Le nouveau propriétaire d'Exact Software est à présent le fonds d'actions KKR. Quel en sera l'impact sur les collaborateurs et les clients

Phil Robinson: Pas très important en fin de compte. Précédemment déjà, nous appartenions à un fonds d'actions privé (Apax Partners, ndlr). Cela signifie que les grands changements ont déjà été effectués ces derniers mois. J'ai moi-même rejoint l'entreprise, il y a dix-huit mois, et j'ai entre-temps adapté notre stratégie.

Pour le personnel, l'impact sera plutôt limité. La principale restructuration a déjà eu lieu. KKR voulait investir dans notre entreprise, parce que tout y allait très bien ces douze derniers mois et qu'il y voyait un avenir tout tracé. KKR croit en l'équipe, en la direction et dans le projet.

Exact Software a toujours été un produit à succès au Benelux, et le projet était jusqu'il y a peu de l'étendre au niveau international, mais cela n'a pas marché. Nous avons donc changé notre fusil d'épaule il y a douze mois environ. Notre principal marché a toujours été le Benelux, et la nouvelle stratégie consiste à nous ancrer davantage encore aux Pays-Bas et en Belgique. Nous voulons être un 'national champion provider', le plus important fournisseur dans ces pays. Nous envisageons encore une forte croissance en Belgique par exemple. Nous y sommes connus certes, mais nous n'y occupons pas encore la même position qu'aux Pays-Bas.

Comment comptez-vous continuer de progresser dans un secteur où vous êtes déjà le numéro un du marché?

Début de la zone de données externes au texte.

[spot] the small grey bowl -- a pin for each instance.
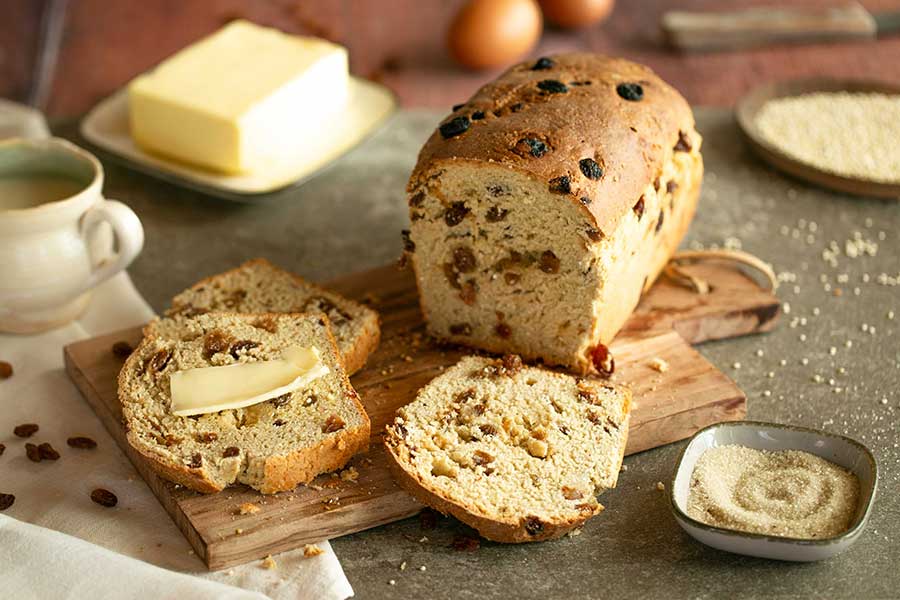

Robinson: 6.700 bureaux comptables utilisent notre produit 'cloud', pour gérer les finances de 400.000 entreprises en tout. Nous possédons certes une position de force, mais il y a encore 3,2 millions d'entreprises potentielles. De plus, nous voulons nous ancrer davantage encore dans ces pays.

Qu'est-ce que cela signifie?

Robinson: Nous avons observé que sur ces 400.000 entreprises, 390.000 sont gérées par le comptable, en interne, sans que le client n'y soit lié. Il y a donc encore des possibilités. Nous entendons offrir aux PME les outils leur permettant d'intervenir elles-mêmes auprès de leur comptable.

Le marché des logiciels comptables est plutôt lent sur le plan de la numérisation, mais au Benelux, la concurrence de startups telles Yuki par exemple ne manque pas. Comment comptez-vous procéder?

Robinson: Yuki et d'autres encore sont spécifiques dans la mesure où ils s'occupent de l'ensemble de la comptabilité. Pour les utiliser, il faut donc s'y connaître en grand livres, double comptabilité, etc. Mais certaines PME n'ont pas cette connaissance. Elles ne veulent pas s'en occuper car elles ont un comptable qui le fait pour elles. Mais elles souhaitent par contre avoir la possibilité d'envoyer une facture ou de retirer un accusé de réception à partir d'une appli.

Voilà pourquoi nous allons sortir du software plus intuitif, qui pourra également être utilisé par des entrepreneurs sans connaissance comptable. Il s'agit dans ce cas de clients qui possèdent un comptable pour leurs propres finances, mais qui veulent visualiser eux-mêmes des portions de cette comptabilité.

Voulez-vous fournir davantage de produits aux clients existants?

Robinson: Nous entendons fournir davantage de produits aux comptables, mais il y encore aussi pas mal de croissance au niveau des clients potentiels. Sur les 3,2 millions d'entreprises restantes, un million n'utilise aucun logiciel comptable. Elles recourent au papier ou à un tableur. Ce sont ce qu'on appelle des entreprises 'green field'. Si l'on numérise l'économie, on aura alors besoin de logiciels qui s'adapteront très facilement et qui pourront donner aux entreprises une meilleure vision de leur comptabilité. C'est ce que nous voulons atteindre avec cette technologie.